Wie ein Yogi regiert

 

Wie ein Yogi regiert (Nacherzählt von Bhajan Noam)

 

In einem kleinen Königreich im alten Indien war es einst üblich, dass, wenn der Herrscher starb ohne einen Nachfolger zu hinterlassen, die Minister einen besonderen Palastelefanten auf die Straße ließen. Dieser Elefant fing sich nach eigenem Gefallen irgendjemanden auf der Straße ein, schwang ihn mit seinem Rüssel auf seinen Rücken, brachte ihn in den Palast und ohne weitere Fragen wurde dieser Mann dann zum König gekrönt. Einmal fing sich der Elefant einen armen aber weisen Yogi. Er wurde mit allem Prunk und großer Feierlichkeit zum Hofe gebracht. Der Yogi, der aus einer anderen Gegend stammte und von dem Brauch nichts wusste, war verwundert und fragte die Minister: „Was ist los? Warum habt ihr mich hergebracht?“ „Mein Herr, du sollst zum König gekrönt werden. So ist es Brauch bei uns. Der Palastelefant hat dich ausgewählt.“ „Nein, nein, ich möchte nicht König eines Königreichs werden. Seht, ich bin ein einfacher Yogi, ein Bettler, und ich bin ganz zufrieden mit meinem Leben. Warum soll ich mir die Last und den Ärger des Regierens antun?“ „Bitte, enttäusche uns nicht“, baten die Minister. Und so überredeten sie ihn mit vielen Höflichkeiten, den Thron zu besteigen.

 

Als König interessierte sich der Yogi jedoch überhaupt nicht für das, was im Königreich geschah.

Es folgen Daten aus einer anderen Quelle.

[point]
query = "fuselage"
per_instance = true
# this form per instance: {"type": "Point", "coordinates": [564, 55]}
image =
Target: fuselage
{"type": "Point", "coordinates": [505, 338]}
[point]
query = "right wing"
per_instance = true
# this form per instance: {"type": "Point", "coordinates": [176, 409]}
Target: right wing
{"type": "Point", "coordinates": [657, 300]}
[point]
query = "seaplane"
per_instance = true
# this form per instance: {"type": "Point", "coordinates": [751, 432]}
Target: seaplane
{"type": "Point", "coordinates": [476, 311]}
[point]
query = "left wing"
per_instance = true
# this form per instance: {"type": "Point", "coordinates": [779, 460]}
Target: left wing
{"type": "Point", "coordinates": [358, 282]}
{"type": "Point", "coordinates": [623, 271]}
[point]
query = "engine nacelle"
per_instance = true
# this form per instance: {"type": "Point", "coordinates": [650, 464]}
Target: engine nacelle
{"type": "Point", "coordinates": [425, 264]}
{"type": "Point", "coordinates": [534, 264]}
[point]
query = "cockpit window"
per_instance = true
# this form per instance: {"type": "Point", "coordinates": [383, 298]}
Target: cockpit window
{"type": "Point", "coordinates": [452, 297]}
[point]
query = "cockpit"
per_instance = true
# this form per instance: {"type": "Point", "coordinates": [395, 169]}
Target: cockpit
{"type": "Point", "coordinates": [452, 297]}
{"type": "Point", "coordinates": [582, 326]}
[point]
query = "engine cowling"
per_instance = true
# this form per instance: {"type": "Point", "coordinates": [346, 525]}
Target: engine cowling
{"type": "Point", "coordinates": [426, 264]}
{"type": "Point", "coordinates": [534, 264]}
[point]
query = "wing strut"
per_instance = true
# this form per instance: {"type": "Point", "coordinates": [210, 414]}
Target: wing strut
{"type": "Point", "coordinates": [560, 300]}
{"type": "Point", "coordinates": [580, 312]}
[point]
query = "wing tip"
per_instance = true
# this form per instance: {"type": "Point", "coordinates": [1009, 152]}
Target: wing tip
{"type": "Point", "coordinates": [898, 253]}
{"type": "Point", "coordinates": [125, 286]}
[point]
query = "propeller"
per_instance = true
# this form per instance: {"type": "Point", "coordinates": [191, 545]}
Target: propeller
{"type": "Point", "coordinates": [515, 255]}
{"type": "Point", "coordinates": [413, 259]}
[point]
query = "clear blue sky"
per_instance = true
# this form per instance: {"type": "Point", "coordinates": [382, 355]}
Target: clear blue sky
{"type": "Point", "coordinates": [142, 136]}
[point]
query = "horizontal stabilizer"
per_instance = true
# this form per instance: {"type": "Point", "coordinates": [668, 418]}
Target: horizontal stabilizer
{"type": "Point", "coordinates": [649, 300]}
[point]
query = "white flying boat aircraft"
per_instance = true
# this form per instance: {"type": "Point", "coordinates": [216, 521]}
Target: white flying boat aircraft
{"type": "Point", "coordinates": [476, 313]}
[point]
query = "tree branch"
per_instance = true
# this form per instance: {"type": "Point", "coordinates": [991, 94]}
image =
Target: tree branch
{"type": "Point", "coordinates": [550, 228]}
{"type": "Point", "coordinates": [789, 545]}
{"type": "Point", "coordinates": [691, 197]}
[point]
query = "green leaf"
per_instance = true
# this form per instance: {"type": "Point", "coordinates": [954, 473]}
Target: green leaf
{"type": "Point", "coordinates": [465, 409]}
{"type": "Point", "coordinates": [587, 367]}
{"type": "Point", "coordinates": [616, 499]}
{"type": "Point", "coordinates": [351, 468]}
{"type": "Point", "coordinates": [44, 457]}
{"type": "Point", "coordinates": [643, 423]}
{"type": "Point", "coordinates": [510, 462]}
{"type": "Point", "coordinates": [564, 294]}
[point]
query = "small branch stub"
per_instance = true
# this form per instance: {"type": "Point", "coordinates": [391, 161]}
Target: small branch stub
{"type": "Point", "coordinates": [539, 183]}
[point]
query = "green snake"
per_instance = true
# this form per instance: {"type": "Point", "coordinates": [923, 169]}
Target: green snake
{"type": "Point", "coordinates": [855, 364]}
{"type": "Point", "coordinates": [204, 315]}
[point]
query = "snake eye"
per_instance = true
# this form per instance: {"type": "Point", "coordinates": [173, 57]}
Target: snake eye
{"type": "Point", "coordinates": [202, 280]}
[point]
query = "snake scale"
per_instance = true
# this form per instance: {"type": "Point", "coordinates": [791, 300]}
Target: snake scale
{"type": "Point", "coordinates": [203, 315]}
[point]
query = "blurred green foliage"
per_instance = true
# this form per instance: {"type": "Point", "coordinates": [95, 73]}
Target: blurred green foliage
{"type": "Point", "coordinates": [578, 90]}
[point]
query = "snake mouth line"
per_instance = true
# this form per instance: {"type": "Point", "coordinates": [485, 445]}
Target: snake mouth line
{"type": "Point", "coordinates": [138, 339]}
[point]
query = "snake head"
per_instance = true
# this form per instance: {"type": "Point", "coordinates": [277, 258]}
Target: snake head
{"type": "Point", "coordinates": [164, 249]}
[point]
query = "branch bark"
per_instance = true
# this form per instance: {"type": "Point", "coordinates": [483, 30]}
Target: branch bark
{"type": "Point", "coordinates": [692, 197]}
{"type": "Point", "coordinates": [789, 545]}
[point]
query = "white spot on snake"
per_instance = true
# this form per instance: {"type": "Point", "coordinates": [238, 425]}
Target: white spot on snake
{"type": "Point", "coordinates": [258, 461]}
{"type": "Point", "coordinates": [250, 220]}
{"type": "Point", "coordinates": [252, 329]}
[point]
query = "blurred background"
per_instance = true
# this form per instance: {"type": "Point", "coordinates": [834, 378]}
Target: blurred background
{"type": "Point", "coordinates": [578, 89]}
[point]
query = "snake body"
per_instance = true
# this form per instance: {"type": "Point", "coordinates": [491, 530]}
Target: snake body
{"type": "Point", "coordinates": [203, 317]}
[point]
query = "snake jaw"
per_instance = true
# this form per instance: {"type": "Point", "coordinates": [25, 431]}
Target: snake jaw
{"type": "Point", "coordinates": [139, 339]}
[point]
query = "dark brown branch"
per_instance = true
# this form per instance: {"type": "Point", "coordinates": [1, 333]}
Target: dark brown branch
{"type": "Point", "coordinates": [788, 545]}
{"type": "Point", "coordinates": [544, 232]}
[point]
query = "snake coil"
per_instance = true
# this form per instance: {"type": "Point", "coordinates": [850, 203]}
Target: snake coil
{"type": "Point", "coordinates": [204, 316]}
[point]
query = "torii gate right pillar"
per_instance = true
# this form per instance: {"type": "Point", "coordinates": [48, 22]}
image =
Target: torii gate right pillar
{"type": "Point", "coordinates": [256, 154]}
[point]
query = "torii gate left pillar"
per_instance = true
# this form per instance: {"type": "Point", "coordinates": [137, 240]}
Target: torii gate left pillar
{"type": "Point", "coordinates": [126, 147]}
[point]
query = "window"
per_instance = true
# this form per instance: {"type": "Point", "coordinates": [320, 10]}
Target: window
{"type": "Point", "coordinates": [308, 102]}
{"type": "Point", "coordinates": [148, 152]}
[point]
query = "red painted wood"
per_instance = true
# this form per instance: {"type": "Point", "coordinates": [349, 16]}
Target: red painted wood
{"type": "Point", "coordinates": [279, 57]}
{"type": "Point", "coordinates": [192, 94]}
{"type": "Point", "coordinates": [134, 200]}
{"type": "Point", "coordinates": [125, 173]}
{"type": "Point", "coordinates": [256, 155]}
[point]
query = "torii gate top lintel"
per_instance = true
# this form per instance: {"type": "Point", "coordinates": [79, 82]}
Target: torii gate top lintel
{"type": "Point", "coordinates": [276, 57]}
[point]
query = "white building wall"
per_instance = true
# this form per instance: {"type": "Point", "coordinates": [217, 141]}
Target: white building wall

Wie zuvor an der Straße, saß er jetzt nicht anders auf seinem Thron und meditierte oder starrte schweigend Löcher in die Luft. Trotzdem war alles gut und es herrschte Wohlstand. Der Herrscher des Nachbarreiches hörte von dem neuen König, dass er ein Bettler war und offensichtlich recht einfältig. Er dachte bei sich, dies sei eine gute Gelegenheit das Königreich zu überfallen und einzunehmen. Die Minister, als sie von der Gefahr für das Land erfuhren, informierten sogleich den neuen Herrscher von dem Vorhaben des Nachbarherrschers. „Aber, warum möchte er unser Königreich überfallen? Was haben wir ihm denn getan?“ fragte der Yogi. „Wir wissen es nicht. Es gibt keinen sichtbaren Grund. Seine Armeen marschieren in unser Gebiet ein. Bitte gib uns deinen Befehl, damit wir sie bekämpfen können.“ „Nein, nein. Bleibt ruhig. Warum sollten wir kämpfen?“ sagte der Derwisch gelassen. Die Minister waren verwundert. Sie wussten nicht, was sie tun sollten.

 

Als der feindliche Herrscher feststellte, dass die Armeen des Gegners nicht zum Gefecht antraten, ging er selbst zum Palast und zum König. Dieser schaute gelassen seinem forschen Auftreten zu. Der feindliche König sprach „Oh Rajah! Ich bin gekommen, dich zu bekämpfen. Was sagst du nun?“ „Was hast du denn davon? Warum willst du uns bekämpfen?“ „Ich möchte dein Königreich erobern.“ „Oh Herrscher, dazu brauchst du doch meine Armeen nicht zu bekämpfen. Du kannst diesen Thron haben. Ich bin nur ein Yogi. Ich war immer ein Yogi und armer Mann. Ich gehe wieder weg. Komm, besteige diesen Thron. Von jetzt an bist du auch von diesem Königreich der Herrscher.“

 

Der feindliche König war beschämt. Völlig verwirrt warf er sich vor dem Yogi nieder, bat ihn um Verzeihung und bot ihm stattdessen sein eigenes Königreich an. So wurde der Heilige Herrscher beider Königreiche! Die Minister, die voller Ehrfurcht erstarrt waren, wurden hierdurch erleuchtet. Sie verstanden nun die Macht der Entsagung. Dem ganzen Land war ein Blutbad erspart geblieben und der Heilige gewann ein Königreich hinzu, ohne darum gebeten zu haben!